Go (http.RoundTripper Middleware)

type RetryRoundTripper struct {
 Transport http.RoundTripper
 MaxRetries int
}

func (rt *RetryRoundTripper) RoundTrip(req *http.Request) (*http.Response, error) {
 for i := 0; i <= rt.MaxRetries; i++ {
 resp, err := rt.Transport.RoundTrip(req)
 if err != nil || resp.StatusCode >= 500 || resp.StatusCode == 429 {
 if retryable, _ := strconv.ParseBool(resp.Header.Get("X-Retryable")); retryable || resp.StatusCode >= 500 {
 delay := time.Duration(1000 * int(math.Pow(2, float64(i)))) * time.Millisecond
 time.Sleep(delay)
 continue
 }
 }
 return resp, err
 }
 return nil, fmt.Errorf("retry limit exceeded")
}

CI/CD Pipeline Workflow (GitHub Actions)

name: Generate & Publish SDKs
on:
push:
paths: ['openapi.yaml']
jobs:
  build-sdks:
    runs-on: ubuntu-latest
    steps:
      - uses: actions/checkout@v4
      - name: Validate OpenAPI Spec
        run: npx @redocly/cli lint openapi.yaml
      - name: Generate TypeScript Client
        run: openapi-generator-cli generate -i openapi.yaml -g typescript-axios -c openapi-generator-config.yaml
      - name: Run Contract Tests
        run: npm run test:contracts
      - name: Publish to Registry
        run: npm publish --access public
        env:
          NODE_AUTH_TOKEN: ${{ secrets.NPM_TOKEN }}

Common Implementation Pitfalls

Blindly retrying 4xx errors: Automatically retrying 401 Unauthorized or 403 Forbidden triggers credential lockouts and wastes compute cycles.
Missing idempotency keys: Retryable POST/PUT endpoints without Idempotency-Key headers cause duplicate resource creation during network partitions.
Ignoring Retry-After headers: Implementing fixed-delay loops violates rate limits and accelerates service degradation.
Untyped error discrimination: Generating SDKs without structured error enums forces developers to parse raw strings, breaking compile-time safety.
Unbounded retry loops: Omitting circuit breakers during partial outages triggers thundering herd effects, overwhelming recovering services.

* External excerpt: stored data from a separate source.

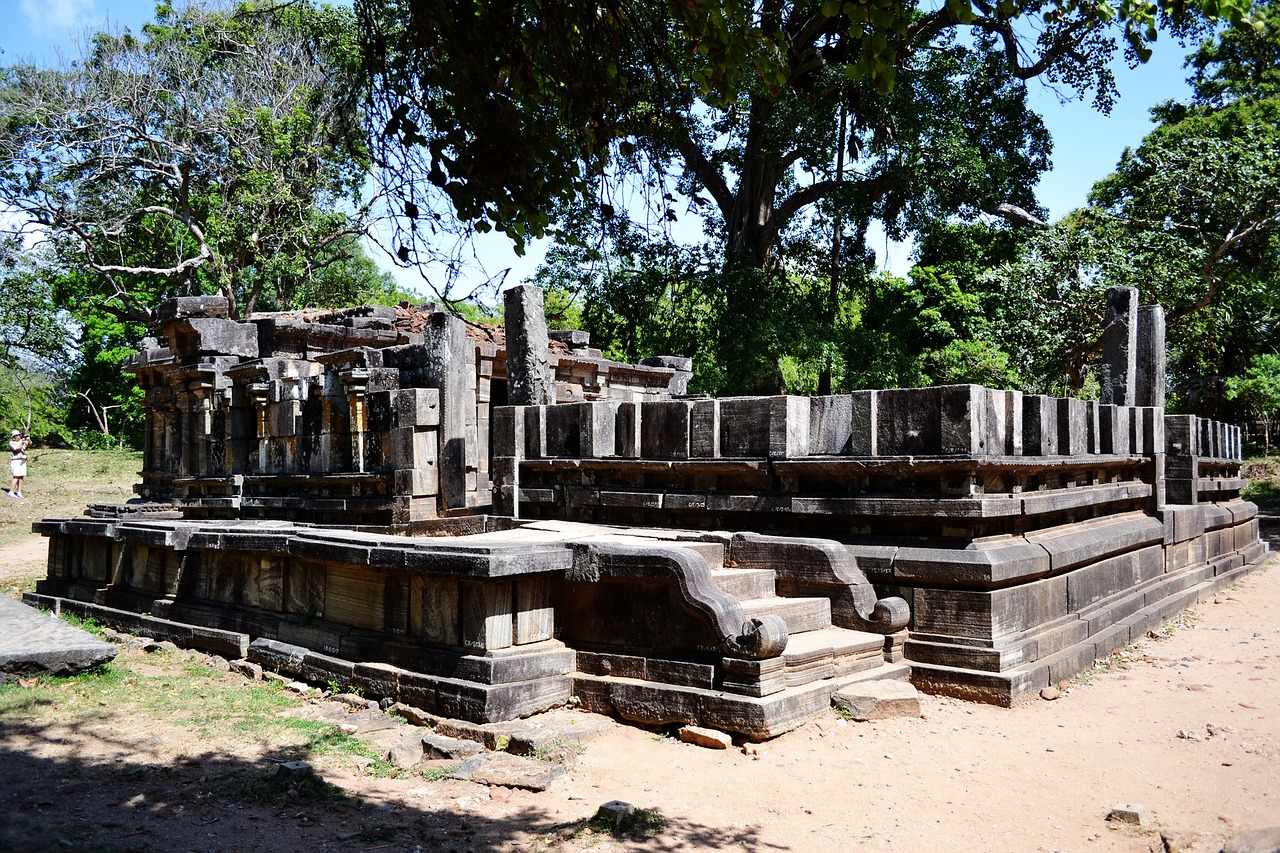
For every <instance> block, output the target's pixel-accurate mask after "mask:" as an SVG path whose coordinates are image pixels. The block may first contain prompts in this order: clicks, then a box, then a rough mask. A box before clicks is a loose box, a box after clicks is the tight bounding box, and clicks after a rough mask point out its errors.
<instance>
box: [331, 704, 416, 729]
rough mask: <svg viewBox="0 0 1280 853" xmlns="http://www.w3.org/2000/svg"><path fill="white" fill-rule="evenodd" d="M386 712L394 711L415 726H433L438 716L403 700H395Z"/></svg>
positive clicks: (406, 721) (402, 718)
mask: <svg viewBox="0 0 1280 853" xmlns="http://www.w3.org/2000/svg"><path fill="white" fill-rule="evenodd" d="M334 698H338V697H334ZM361 702H364V699H361ZM387 712H388V713H394V715H396V716H397V717H402V719H403V720H404V721H406V722H410V724H412V725H415V726H434V725H435V722H436V721H438V720H439V717H436V716H434V715H430V713H428V712H426V711H424V710H421V708H415V707H413V706H412V704H404V703H403V702H397V703H396V704H393V706H392V707H389V708H387Z"/></svg>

Frequently Asked Questions

How do I enforce retryable vs non-retryable classifications in CI/CD?

Use OpenAPI linting rules (e.g., Spectral) to validate that all 5xx responses include x-retryable: true and Problem+JSON payloads contain machine-readable retry metadata. Fail builds on missing idempotency headers for retryable mutations.

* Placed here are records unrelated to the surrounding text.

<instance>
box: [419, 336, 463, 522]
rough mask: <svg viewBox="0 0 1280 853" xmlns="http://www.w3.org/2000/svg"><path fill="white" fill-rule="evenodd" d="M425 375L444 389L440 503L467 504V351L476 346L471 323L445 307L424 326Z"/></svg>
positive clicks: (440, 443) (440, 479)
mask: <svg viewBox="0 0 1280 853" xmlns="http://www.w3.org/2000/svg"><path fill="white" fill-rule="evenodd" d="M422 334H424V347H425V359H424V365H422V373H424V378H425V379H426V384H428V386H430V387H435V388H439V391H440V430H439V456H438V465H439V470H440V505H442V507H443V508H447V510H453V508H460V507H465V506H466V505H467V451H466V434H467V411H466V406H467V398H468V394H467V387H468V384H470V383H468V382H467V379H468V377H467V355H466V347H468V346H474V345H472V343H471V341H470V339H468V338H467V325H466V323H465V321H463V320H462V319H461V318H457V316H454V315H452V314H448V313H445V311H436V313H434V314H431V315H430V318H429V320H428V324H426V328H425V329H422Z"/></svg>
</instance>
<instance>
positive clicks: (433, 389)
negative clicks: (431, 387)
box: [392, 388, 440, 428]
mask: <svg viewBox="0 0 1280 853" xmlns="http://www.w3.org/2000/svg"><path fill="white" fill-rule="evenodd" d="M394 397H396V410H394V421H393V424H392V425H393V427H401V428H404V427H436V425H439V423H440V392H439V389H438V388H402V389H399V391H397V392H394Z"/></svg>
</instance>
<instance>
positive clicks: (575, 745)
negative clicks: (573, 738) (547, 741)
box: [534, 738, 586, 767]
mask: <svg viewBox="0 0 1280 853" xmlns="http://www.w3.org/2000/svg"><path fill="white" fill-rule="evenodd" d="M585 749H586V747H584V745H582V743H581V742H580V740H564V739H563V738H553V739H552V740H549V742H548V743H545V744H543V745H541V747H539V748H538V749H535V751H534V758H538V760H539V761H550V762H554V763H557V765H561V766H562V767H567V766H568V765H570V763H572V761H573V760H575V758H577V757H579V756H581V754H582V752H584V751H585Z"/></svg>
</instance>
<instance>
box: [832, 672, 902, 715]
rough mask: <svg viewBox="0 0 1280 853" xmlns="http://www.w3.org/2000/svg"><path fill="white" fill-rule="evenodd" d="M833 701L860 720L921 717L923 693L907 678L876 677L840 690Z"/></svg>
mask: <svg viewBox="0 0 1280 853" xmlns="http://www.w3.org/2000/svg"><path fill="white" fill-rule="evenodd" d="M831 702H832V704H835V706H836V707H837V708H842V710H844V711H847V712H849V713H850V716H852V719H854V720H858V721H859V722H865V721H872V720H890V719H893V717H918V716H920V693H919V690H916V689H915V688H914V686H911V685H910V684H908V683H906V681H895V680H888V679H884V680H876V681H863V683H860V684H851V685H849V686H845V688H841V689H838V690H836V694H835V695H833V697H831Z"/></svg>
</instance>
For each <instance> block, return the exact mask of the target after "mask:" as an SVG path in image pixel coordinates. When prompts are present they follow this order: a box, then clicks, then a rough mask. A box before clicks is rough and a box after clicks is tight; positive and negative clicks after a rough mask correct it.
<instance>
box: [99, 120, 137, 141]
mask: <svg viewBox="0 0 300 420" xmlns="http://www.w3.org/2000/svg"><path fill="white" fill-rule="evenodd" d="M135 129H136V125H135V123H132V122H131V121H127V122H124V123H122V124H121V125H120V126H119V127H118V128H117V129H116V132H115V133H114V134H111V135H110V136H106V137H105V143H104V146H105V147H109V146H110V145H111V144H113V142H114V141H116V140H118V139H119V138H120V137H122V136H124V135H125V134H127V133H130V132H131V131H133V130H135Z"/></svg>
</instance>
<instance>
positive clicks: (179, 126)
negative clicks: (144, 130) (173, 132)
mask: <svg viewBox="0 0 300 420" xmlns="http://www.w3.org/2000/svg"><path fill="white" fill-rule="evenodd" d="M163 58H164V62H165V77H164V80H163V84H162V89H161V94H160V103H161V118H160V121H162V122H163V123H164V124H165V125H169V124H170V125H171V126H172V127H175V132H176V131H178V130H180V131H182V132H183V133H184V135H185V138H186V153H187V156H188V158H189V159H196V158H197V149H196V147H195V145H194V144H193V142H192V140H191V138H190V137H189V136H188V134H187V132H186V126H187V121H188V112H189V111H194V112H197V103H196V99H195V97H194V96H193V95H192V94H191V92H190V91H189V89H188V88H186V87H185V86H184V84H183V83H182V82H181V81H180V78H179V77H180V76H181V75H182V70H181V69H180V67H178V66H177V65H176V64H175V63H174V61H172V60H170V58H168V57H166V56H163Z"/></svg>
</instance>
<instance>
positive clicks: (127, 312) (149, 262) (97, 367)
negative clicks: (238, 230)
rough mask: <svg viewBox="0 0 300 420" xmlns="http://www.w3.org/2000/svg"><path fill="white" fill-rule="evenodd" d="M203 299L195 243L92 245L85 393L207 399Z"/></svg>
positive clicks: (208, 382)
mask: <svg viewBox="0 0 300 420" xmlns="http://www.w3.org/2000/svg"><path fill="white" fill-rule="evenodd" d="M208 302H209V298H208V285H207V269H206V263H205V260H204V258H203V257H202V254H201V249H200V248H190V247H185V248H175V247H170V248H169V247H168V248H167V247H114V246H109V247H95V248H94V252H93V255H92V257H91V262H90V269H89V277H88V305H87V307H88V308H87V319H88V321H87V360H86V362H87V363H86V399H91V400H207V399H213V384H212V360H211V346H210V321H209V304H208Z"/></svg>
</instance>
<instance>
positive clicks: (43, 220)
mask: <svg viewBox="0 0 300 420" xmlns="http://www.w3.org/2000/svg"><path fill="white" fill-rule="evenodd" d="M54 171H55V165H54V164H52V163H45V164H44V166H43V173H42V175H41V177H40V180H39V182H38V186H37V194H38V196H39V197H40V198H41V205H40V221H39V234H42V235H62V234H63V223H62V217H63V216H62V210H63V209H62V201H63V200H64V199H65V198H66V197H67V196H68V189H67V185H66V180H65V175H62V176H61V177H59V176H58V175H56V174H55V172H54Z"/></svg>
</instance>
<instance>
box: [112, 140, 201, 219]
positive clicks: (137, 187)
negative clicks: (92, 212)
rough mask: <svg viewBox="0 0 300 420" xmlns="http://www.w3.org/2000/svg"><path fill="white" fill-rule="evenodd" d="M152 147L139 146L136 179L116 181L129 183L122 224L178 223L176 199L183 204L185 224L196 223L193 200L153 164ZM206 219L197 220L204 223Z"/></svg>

Should 408 Request Timeout and 409 Conflict be retried automatically?

Yes, but with conditional logic. 408 is inherently retryable with backoff. 409 requires conflict resolution or state reconciliation before retry; SDKs should expose these as distinct error types rather than blanket retries.

How do I generate type-safe clients that automatically handle retry policies?

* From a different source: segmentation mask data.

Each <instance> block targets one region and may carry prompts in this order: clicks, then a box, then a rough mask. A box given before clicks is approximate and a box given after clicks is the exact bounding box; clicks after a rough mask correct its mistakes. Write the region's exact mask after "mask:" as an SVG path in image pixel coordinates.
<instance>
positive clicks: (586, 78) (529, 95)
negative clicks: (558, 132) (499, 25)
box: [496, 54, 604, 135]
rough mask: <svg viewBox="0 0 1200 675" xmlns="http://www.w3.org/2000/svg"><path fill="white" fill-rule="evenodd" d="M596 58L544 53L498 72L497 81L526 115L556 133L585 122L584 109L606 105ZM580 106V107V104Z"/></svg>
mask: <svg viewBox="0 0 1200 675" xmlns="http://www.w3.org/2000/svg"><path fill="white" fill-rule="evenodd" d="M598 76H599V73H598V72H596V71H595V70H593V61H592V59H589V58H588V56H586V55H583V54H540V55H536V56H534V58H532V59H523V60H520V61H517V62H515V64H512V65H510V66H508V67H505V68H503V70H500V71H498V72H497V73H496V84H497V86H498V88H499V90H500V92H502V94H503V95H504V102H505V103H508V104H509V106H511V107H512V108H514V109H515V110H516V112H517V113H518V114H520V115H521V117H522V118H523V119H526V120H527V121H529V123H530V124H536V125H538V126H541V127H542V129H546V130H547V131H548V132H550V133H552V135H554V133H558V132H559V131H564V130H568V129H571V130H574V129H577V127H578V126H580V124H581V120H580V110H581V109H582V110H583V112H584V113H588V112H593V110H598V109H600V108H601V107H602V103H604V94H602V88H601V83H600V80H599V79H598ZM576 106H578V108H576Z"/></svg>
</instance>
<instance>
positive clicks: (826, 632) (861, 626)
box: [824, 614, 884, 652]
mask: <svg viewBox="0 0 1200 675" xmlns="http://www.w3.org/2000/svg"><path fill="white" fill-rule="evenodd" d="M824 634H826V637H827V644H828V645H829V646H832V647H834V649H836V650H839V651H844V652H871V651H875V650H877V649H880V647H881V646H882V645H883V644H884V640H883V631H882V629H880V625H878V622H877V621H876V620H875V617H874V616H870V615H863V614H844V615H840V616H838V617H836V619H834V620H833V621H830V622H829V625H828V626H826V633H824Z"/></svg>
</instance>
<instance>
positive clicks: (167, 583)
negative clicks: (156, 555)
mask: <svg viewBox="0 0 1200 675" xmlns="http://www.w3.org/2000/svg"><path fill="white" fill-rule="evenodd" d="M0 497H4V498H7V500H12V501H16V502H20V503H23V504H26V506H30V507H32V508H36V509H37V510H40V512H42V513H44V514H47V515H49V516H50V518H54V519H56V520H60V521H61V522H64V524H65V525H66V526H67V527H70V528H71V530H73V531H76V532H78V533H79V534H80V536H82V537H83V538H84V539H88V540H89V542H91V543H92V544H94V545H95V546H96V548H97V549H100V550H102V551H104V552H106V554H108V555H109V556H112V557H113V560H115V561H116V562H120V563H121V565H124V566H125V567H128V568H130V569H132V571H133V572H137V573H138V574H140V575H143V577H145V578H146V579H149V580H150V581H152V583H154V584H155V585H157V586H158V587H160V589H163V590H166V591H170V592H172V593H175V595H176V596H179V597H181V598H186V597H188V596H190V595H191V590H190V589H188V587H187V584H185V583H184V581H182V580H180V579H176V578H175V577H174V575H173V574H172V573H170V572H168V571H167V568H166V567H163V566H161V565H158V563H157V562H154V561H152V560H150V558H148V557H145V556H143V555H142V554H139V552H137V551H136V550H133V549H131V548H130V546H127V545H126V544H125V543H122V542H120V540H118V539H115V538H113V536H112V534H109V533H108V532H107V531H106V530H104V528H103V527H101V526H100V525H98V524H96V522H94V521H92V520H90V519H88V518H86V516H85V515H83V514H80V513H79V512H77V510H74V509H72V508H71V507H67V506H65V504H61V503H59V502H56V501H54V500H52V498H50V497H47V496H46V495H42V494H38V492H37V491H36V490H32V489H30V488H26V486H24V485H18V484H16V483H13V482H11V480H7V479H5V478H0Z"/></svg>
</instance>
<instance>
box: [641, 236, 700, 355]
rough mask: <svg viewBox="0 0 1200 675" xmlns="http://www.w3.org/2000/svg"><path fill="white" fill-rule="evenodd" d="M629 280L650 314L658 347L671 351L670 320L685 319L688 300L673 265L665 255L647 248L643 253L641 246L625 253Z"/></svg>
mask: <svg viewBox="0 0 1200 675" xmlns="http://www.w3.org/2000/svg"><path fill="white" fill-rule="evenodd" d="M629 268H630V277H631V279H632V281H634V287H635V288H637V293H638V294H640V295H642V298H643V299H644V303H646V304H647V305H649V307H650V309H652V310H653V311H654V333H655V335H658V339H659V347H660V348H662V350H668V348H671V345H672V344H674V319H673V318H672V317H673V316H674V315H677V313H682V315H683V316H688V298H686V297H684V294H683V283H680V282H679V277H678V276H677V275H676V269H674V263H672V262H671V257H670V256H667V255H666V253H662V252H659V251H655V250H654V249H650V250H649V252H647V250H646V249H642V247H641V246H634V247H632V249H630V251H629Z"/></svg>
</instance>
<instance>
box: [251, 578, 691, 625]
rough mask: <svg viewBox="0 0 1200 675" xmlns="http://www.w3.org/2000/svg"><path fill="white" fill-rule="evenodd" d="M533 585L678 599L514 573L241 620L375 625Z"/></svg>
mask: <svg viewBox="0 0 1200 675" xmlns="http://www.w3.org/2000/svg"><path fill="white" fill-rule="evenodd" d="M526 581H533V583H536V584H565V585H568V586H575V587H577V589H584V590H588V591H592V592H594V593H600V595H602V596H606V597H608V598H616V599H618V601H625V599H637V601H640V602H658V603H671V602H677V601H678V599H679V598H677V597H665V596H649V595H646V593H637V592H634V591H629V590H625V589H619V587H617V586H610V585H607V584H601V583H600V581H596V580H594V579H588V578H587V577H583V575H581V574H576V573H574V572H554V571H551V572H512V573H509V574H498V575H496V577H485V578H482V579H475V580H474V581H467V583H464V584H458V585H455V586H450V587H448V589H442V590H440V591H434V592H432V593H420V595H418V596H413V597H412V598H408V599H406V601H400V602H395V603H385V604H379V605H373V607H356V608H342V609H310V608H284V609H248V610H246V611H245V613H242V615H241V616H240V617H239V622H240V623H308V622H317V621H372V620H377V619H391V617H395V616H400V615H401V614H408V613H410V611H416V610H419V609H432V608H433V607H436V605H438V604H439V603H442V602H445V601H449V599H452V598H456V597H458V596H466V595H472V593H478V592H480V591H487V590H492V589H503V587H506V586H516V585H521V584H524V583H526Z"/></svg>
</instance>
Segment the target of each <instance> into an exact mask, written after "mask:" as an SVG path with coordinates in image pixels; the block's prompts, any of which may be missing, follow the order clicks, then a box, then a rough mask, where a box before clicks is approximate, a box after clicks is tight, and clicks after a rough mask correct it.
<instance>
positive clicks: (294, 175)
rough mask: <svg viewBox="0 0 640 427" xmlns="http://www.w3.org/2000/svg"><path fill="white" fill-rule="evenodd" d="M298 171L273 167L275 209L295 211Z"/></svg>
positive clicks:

Extend OpenAPI Generator templates to parse x-retryable and Retry-After headers. Map them to typed retry interceptors (e.g., TypeScript RetryConfig, Go backoff.Backoff) during codegen, ensuring compile-time safety for error handling.

What is the safest way to test retry logic before production deployment?

Implement contract testing with mock servers that simulate transient failures (503, 429) and inject Retry-After delays. Validate SDK behavior in CI using deterministic backoff assertions and idempotency verification.